I'm working on a project that would show the potential influence a group of events have on an outcome. I'm using the glmnet() package, specifically using the Poisson feature. Here's my code:

# de <- data imported from sql connection        
x <- model.matrix(~.,data = de[,2:7])
y <- (de[,1])
reg <- cv.glmnet(x,y, family = "poisson", alpha = 1)
reg1 <- glmnet(x,y, family = "poisson", alpha = 1)

**Co <- coef(?reg or reg1?,s=???)**

summ <- summary(Co)
c <- data.frame(Name= rownames(Co)[summ$i],
       Lambda= summ$x)
c2 <- c[with(c, order(-Lambda)), ]

The beginning imports a large amount of data from my database in SQL. I then put it in matrix format and separate the response from the predictors.

This is where I'm confused: I can't figure out exactly what the difference is between the glmnet() function and the cv.glmnet() function. I realize that the cv.glmnet() function is a k-fold cross-validation of glmnet(), but what exactly does that mean in practical terms? They provide the same value for lambda, but I want to make sure I'm not missing something important about the difference between the two.

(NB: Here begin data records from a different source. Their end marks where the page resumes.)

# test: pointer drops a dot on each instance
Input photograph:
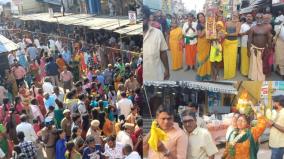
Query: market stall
(208, 95)
(6, 46)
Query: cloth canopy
(7, 45)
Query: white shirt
(201, 144)
(124, 138)
(190, 32)
(244, 39)
(58, 44)
(28, 130)
(47, 87)
(124, 105)
(114, 153)
(36, 42)
(133, 155)
(36, 112)
(153, 43)
(11, 59)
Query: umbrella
(7, 45)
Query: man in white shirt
(47, 87)
(124, 105)
(279, 47)
(129, 153)
(27, 129)
(193, 107)
(124, 136)
(201, 144)
(81, 105)
(36, 111)
(49, 100)
(155, 48)
(11, 58)
(113, 149)
(244, 44)
(190, 40)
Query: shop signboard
(17, 2)
(277, 1)
(278, 85)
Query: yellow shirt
(201, 144)
(176, 144)
(276, 138)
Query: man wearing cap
(124, 105)
(276, 138)
(95, 131)
(124, 136)
(27, 128)
(66, 123)
(49, 136)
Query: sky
(190, 4)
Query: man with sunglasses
(175, 146)
(200, 142)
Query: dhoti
(256, 68)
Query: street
(263, 153)
(182, 75)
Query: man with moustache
(200, 142)
(276, 138)
(259, 40)
(190, 36)
(156, 64)
(176, 144)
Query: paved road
(263, 153)
(190, 75)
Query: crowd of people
(70, 105)
(250, 42)
(187, 137)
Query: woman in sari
(242, 143)
(230, 47)
(42, 63)
(11, 82)
(175, 46)
(203, 51)
(34, 71)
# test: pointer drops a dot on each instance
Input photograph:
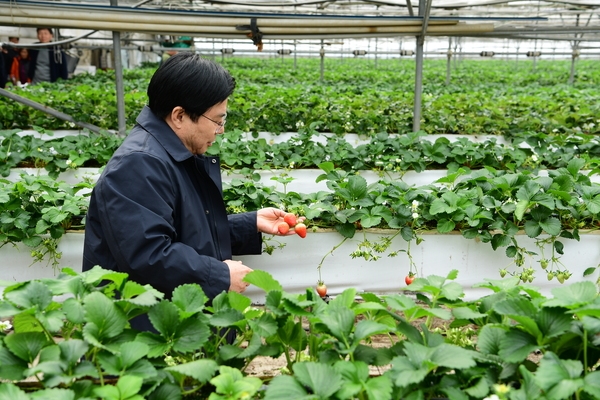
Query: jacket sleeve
(63, 71)
(136, 202)
(245, 238)
(14, 71)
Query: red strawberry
(283, 228)
(301, 230)
(290, 219)
(322, 289)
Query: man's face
(199, 136)
(44, 36)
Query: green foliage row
(84, 347)
(489, 205)
(307, 149)
(484, 97)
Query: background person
(9, 53)
(19, 71)
(47, 64)
(157, 211)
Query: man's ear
(175, 119)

I'm also unclear as to why it runs fine when I specify alpha=1 (supposedly the default), but not if I leave it out?

Thanks in advance!

2
Try looking at plot(reg).Roland
Never rely on glmnet's default lambda sequence! Notorious issue. Always provide your own sequence. Then get the optimal lambda value afterwards from fit$lambda.min and use it with the s=lambda.min parameter in all calls to predict(), coef() etc.smci
@smci why not using lambda.1se? Exactly this one is used by predict()Alina
Could you please tell some details why not to use the predefined lambda and how to choose better sequence?pikachu
@smci Could you substantiate your claims about the default lambda sequence being garbage? Apart from my belief, that the authors of glmnet knew what they were doing, the sequence goes from a max lambda, for which all coefficients are guaranteed to be zero, to a very small one where usually all coefficients enter the model (depending of course on the shape of your matrix), which makes a lot of sense IMO. And in my cases it worked perfectly. Is there some class of models where it does not?Elmar Zander

2 Answers

20
votes

glmnet() is a R package which can be used to fit Regression models,lasso model and others. Alpha argument determines what type of model is fit. When alpha=0, Ridge Model is fit and if alpha=1, a lasso model is fit.

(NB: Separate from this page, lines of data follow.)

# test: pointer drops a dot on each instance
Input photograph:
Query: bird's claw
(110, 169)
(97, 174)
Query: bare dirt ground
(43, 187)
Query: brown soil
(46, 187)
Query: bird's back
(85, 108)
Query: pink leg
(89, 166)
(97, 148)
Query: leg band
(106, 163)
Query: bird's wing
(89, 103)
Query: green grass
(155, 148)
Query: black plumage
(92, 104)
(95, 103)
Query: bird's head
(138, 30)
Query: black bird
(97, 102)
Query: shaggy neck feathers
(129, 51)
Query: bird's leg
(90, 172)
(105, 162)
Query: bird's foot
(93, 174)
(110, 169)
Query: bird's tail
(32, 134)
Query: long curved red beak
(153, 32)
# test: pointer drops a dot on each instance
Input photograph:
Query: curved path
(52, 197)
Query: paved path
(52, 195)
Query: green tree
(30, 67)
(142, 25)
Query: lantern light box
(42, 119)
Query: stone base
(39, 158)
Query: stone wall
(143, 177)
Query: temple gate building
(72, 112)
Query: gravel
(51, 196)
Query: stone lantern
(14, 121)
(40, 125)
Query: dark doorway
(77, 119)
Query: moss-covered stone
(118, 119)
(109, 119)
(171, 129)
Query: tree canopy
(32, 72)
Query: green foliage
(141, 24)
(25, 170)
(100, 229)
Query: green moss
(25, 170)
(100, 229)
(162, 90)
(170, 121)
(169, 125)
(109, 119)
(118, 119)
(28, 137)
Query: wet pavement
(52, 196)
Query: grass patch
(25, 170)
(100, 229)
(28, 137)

cv.glmnet() performs cross-validation, by default 10-fold which can be adjusted using nfolds. A 10-fold CV will randomly divide your observations into 10 non-overlapping groups/folds of approx equal size. The first fold will be used for validation set and the model is fit on 9 folds. Bias Variance advantages is usually the motivation behind using such model validation methods. In the case of lasso and ridge models, CV helps choose the value of the tuning parameter lambda.

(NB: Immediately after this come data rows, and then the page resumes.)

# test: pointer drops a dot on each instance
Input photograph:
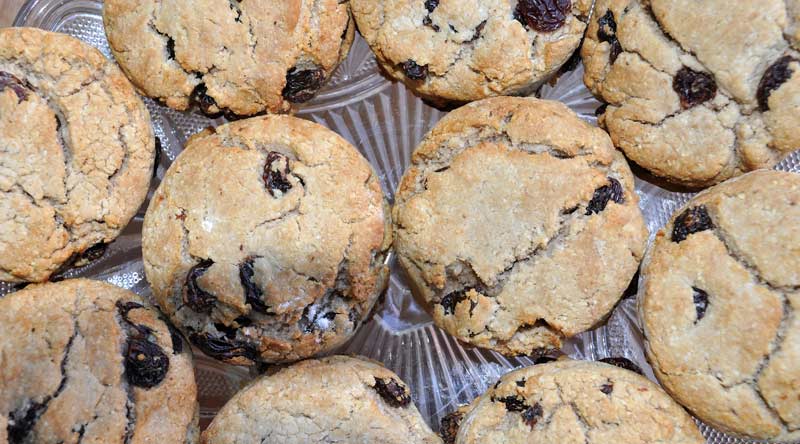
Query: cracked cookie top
(88, 361)
(697, 92)
(518, 223)
(231, 56)
(266, 240)
(720, 305)
(576, 402)
(76, 152)
(463, 50)
(334, 399)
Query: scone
(241, 58)
(76, 152)
(334, 399)
(576, 402)
(464, 50)
(518, 223)
(697, 92)
(720, 306)
(85, 361)
(266, 240)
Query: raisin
(146, 365)
(542, 15)
(700, 298)
(394, 393)
(612, 191)
(195, 297)
(531, 415)
(276, 173)
(414, 71)
(625, 363)
(301, 85)
(691, 221)
(775, 76)
(694, 87)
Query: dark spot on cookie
(775, 76)
(414, 71)
(301, 85)
(625, 363)
(691, 221)
(146, 364)
(612, 191)
(532, 415)
(195, 297)
(542, 15)
(700, 299)
(393, 392)
(694, 87)
(276, 174)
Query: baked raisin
(301, 85)
(775, 76)
(393, 392)
(691, 221)
(612, 191)
(195, 297)
(694, 87)
(542, 15)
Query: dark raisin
(700, 299)
(542, 15)
(195, 297)
(691, 221)
(414, 71)
(775, 76)
(301, 85)
(694, 87)
(276, 173)
(146, 365)
(532, 415)
(393, 392)
(625, 363)
(612, 191)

In your example, you can do plot(reg) OR reg$lambda.min to see the value of lambda which results in the smallest CV error. You can then derive the Test MSE for that value of lambda. By default, glmnet() will perform Ridge or Lasso regression for an automatically selected range of lambda which may not give the lowest test MSE. Hope this helps!

Hope this helps!

2
votes

Between reg$lambda.min and reg$lambda.1se ; the lambda.min obviously will give you the lowest MSE, however, depending on how flexible you can be with the error, you may want to choose reg$lambda.1se, as this value would further shrink the number of predictors. You may also choose the mean of reg$lambda.min and reg$lambda.1se as your lambda value.